Three Questions with the Man Leading Baidu’s New AI Effort
The Chinese Web giant Baidu is researching ways to build artificial neural networks that learn without guidance from humans. We spoke to the man leading that effort.
Software is still poor at tasks such as object recognition, which limits its usefulness in many areas.
Artificial intelligence is guided by the far-off goal of having software match humans at important tasks. After seeing results from a new field called deep learning, which involves processing large quantities of data using simulated networks of millions of interconnected neurons, some experts have come to believe that this goal isn’t so distant after all (see “Deep Learning” and “Facebook Creates Software That Matches Faces Almost as Well as You Do”).
Last week, Baidu, China’s largest Web search company, joined U.S. tech giants betting big on deep learning by opening a new Silicon Valley lab dedicated to the approach (see “Chinese Search Giant Baidu Hires Man Behind the ‘Google Brain’”). Adam Coates, who leads research at the new lab, spoke with MIT Technology Review’s Tom Simonite about how deep learning might bring software closer to human performance at some tasks.

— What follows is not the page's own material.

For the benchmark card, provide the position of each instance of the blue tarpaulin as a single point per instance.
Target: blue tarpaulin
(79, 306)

The “Google Brain” experiment where a large neural network learned to recognize cats and other objects just by looking at photos from YouTube is often held up as a key proof of the power of deep learning (see “Self-Taught Software”). What makes that project so important?

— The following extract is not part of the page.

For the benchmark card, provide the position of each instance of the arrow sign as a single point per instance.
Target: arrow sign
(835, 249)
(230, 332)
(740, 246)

The thing that’s neat about the Google result is that no one has to tell it what an object is. We have so much evidence from neuroscience that this is a crucial way to learn about how the world works. But it’s also an engineering imperative. I cannot program enough rules into the computer for it to understand the world; now we can try to have them learn the rules themselves.

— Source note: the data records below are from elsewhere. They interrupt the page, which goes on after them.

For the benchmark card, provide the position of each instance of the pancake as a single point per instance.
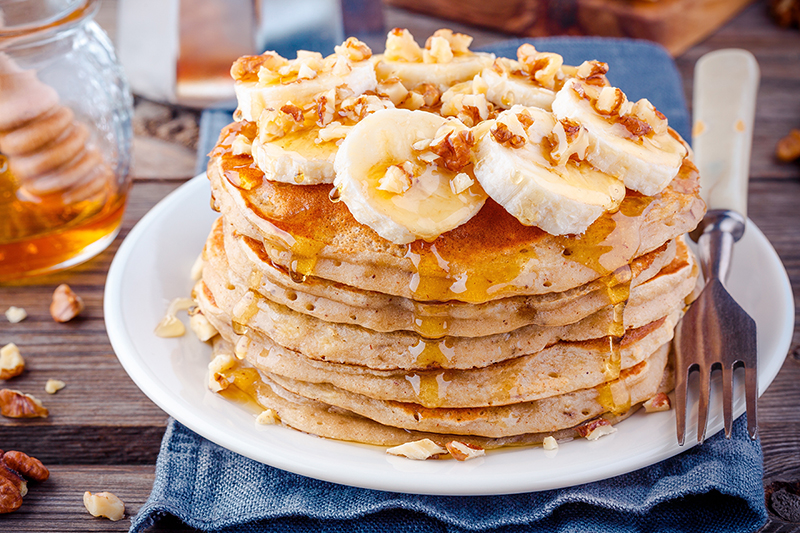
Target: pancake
(494, 332)
(336, 302)
(491, 256)
(318, 418)
(343, 343)
(542, 416)
(557, 369)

Google’s system fell short of human performance, at best detecting human faces only 81 percent of the time. The more established approach of “supervised” learning, where software is given hand-labeled data to learn from, can do better. Do we know how to get unsupervised, or self-taught, systems to improve?
How to make it pay off at the level we want—[achieving] human level performance—is very challenging.
If you give me a lot of examples of what you want to predict then I can train software to get that right. The challenge is how to succeed when you don’t have a lot of examples. Human beings do not have to see a million cats to understand what one is. We might use a combination of supervised and unsupervised learning. Understanding how to blend those two ideas together is going to be crucial.
At Stanford—inspired by the Google Brain experiment—you developed an even larger neural network. Will bigger “brains” automatically be smarter?
For the scale of the challenge we’re looking at—human level performance—it’s very clear that for a small neural network there’s no hope. State-of-the-art ones have hundreds of millions of connections. You can do a lot with that; recognize a lot of objects, for example.
[But] it does not seem to be as simple as just making the neural network much bigger. The Google Brain result was built on a huge distributed system with a lot of CPU cores [16,000]. We found that if you put a lot of GPUs [specialized graphics processors] together we could make a much bigger neural network—10 billion nodes, with 16 machines instead of 1,000.
We used that same benchmark [images from YouTube videos] that the Google team did. But even though we could train a much larger neural net, we didn’t necessarily get a better cat detector. Right now we can run neural networks that are larger than we know what to do with.
[At the Baidu lab] we want to build a framework to run big enough experiments to test out all variations in algorithms that might universally improve performance.